Coal lifts oil in Asia
Hong Kong coal futures have leapt higher once again this morning at the open, before, once again, quickly retreating to almost unchanged. Unlike yesterday, oil has refused to chase them higher with prices in Asia for Brent crude and WTI almost unchanged from the New York close. A higher US dollar and intra-day retreat by coal and natural gas prices have seen Asia traders move back to their preferred buy-the-dips strategy, rather than chasing prices higher.
Overnight oil prices continued to grind higher, with Brent crude reaching USD 86.00 a barrel. However, oil could not sustain its rally and both contracts fell to close lower on the day. Brent crude finished 0.90% lower at USD 84.10, and WTI finished 0.20% lower at USD 82.30 a barrel.
Oil’s rally ran out of steam for a few reasons. European natural gas prices eased, the US EIA forecast higher US shale production, notably from the Permian Basin. Finally, the Commodity Weather Group forecast warmer than expected weather for the rest of October for the US. The latter is significant, as it induced some temporary bearish price action and hints that a mild northern hemisphere winter would reduce a major pain point in the higher energy price mix. That is a big “if” to base policy on though. Reuters is reporting that OPEC+ compliance is running at 115%. That implies that even if OPEC+ was to blink and raise production targets, some members will struggle to pump more crude anyway.
Circling back to last week’s warnings about the overbought technical picture for oil, I note that the relative strength indexes (RSIs) on both contracts remain in very overbought territory. Given the weight of speculative longs out there, I still do not discount a sharp USD 5+ price correction, but I expect physical buyers to be lining up to buy a material dip in prices, and any dip will be short-lived.
Brent crude has resistance at USD 86.00 and the October 2019 high at USD 86.80, with support at USD 84.00 and USD 82.00 a barrel. WTI has resistance at the overnight highs around USD 84.00 and USD 86.00 a barrel. Only a fall through USD 79.50 a barrel changes the bullish outlook.

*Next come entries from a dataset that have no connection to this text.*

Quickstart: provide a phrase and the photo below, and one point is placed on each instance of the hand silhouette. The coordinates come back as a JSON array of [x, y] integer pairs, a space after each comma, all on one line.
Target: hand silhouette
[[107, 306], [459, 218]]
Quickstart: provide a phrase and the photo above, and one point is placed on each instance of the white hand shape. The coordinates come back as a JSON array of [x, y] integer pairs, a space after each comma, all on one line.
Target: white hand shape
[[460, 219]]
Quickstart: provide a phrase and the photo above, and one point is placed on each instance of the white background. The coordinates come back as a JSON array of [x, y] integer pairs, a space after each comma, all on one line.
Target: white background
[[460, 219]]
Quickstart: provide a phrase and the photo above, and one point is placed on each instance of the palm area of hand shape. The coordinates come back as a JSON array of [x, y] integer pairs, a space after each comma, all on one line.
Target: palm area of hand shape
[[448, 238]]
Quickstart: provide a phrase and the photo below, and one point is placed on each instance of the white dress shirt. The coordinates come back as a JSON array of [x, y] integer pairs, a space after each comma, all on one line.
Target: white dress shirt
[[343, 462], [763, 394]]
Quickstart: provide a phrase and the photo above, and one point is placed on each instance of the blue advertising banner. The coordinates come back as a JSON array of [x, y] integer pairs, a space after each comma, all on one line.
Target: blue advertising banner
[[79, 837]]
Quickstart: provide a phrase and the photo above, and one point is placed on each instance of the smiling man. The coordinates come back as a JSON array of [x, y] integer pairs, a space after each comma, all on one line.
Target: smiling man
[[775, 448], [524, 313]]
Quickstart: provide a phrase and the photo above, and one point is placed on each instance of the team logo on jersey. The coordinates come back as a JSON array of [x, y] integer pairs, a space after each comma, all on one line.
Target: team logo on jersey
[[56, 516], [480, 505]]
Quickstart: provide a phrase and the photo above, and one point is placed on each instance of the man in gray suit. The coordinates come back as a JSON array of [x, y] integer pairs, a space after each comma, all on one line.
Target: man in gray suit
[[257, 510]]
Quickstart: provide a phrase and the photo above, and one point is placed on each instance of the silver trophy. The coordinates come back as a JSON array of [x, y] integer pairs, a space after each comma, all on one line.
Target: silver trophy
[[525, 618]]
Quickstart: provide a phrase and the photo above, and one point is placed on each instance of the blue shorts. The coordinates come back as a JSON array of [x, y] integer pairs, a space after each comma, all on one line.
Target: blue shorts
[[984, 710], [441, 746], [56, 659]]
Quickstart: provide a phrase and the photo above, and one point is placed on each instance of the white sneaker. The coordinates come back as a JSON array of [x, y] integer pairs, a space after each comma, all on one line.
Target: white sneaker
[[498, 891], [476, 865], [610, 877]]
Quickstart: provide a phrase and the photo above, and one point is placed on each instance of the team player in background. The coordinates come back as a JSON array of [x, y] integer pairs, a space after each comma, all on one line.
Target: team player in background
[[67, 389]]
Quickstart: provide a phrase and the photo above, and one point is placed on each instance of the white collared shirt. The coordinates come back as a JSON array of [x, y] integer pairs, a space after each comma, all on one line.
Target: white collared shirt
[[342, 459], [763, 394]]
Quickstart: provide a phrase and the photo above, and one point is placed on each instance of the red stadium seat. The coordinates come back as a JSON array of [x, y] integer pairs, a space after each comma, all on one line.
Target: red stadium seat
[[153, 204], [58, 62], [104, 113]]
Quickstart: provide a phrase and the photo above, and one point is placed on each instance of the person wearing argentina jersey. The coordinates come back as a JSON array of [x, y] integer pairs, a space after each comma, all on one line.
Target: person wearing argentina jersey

Gold rises in Asia on weaker US dollar
Gold traded sideways overnight, as the US dollar went nowhere, with higher yields at the shorter end of the US curve weighing on gold prices. Gold finished the overnight session just 0.15% lower at USD 1765.00 an ounce. General US dollar weakness in Asia has seen gold manage to stage a modest rally, rising 0.53% to USD 1774.20 an ounce. If nothing else, it shows that gold continues to trade inversely to the nuances of the US dollar and US yields. Higher dollar/yields equal lower gold and vice versa.
Firmer US yields will be a headwind for gold rallies, especially if it leads to US dollar strength. Gold is a wonderful head to very high inflation, but it is proving time and time again, to be a poor hedge to rising inflation. Gold has nearby support at USD 1760.00 followed by USD 1745.00 with failure signalling a retest of USD 1720.00 an ounce. Gold has resistance at USD 1780.00 an ounce failed followed by the 100 and 200-day moving averages (DMAs), today at USD 1795.00 and USD 1795.25, formidable resistance.
In the bigger picture, only a rise through USD 1835.00 an ounce, would trigger a multi-month inverse head-and-shoulders technical pattern and swing gold’s outlook back to positive. The risks remain firmly to the downside.